The resulting sketch compiles fine but A6 always returns zero. I put a logic analyzer on and the breadboard is behaving correctly, driving A6 to zero and one as designed.
To everybody but me the problem is obvious - the Uno only has 6 analog pins, known as A0 to A5. To me the question is, why does the IDE even define A6 (and A7) IF THEY DON"T EXIST? Why allow this coding error to compile? I can’t use A8 unless I compile for a board that has 16 analog pins but I can use A6 on the classic Arduino Uno.

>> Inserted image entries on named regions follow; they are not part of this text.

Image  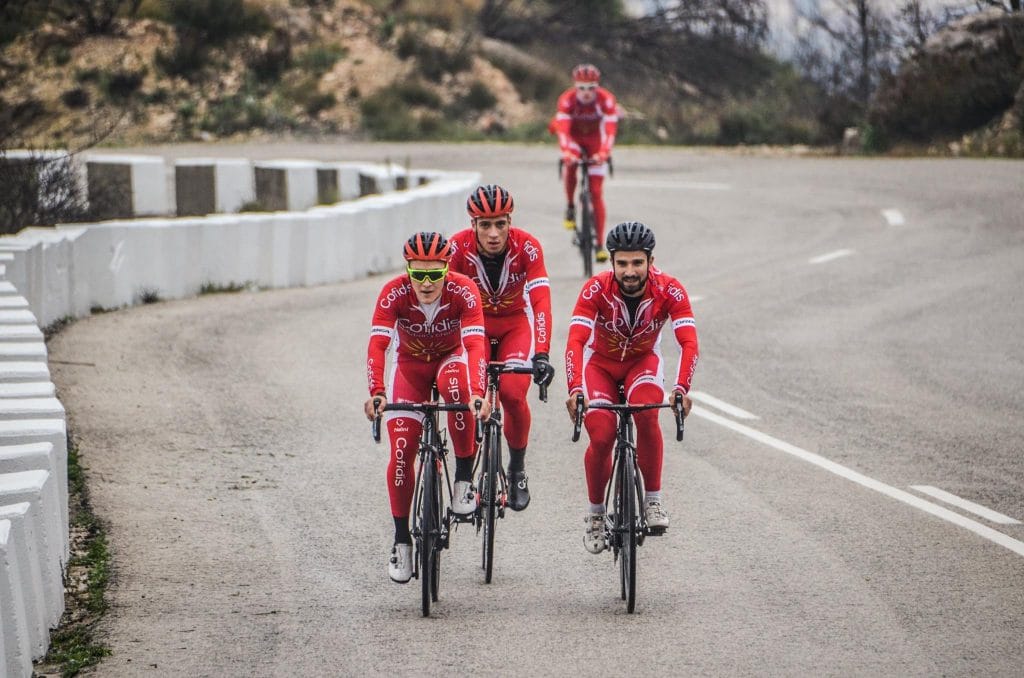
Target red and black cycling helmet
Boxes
[466,183,514,219]
[572,63,601,82]
[605,221,654,256]
[403,230,452,261]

Turning on the verbose option, I dig down and discover that avr/variants/standard/pins_arduino.h contains the following lines:
#define NUM_DIGITAL_PINS 20
#define NUM_ANALOG_INPUTS 6
#define analogInputToDigitalPin(p) ((p < 6) ? (p) + 14 : -1)
#define PIN_A0 (14)
#define PIN_A1 (15)
#define PIN_A2 (16)
#define PIN_A3 (17)
#define PIN_A4 (18)
#define PIN_A5 (19)
#define PIN_A6 (20)
#define PIN_A7 (21)
static const uint8_t A0 = PIN_A0;
static const uint8_t A1 = PIN_A1;
static const uint8_t A2 = PIN_A2;
static const uint8_t A3 = PIN_A3;
static const uint8_t A4 = PIN_A4;
static const uint8_t A5 = PIN_A5;
static const uint8_t A6 = PIN_A6;
static const uint8_t A7 = PIN_A7;
Why explicitly #define the number of analog pins as 6, then #define PIN_A6 (and 7) as well as the associated static constants, all in the same header file? Other device-specific pins_arduino.h are internally consistent in this respect, just not the Uno.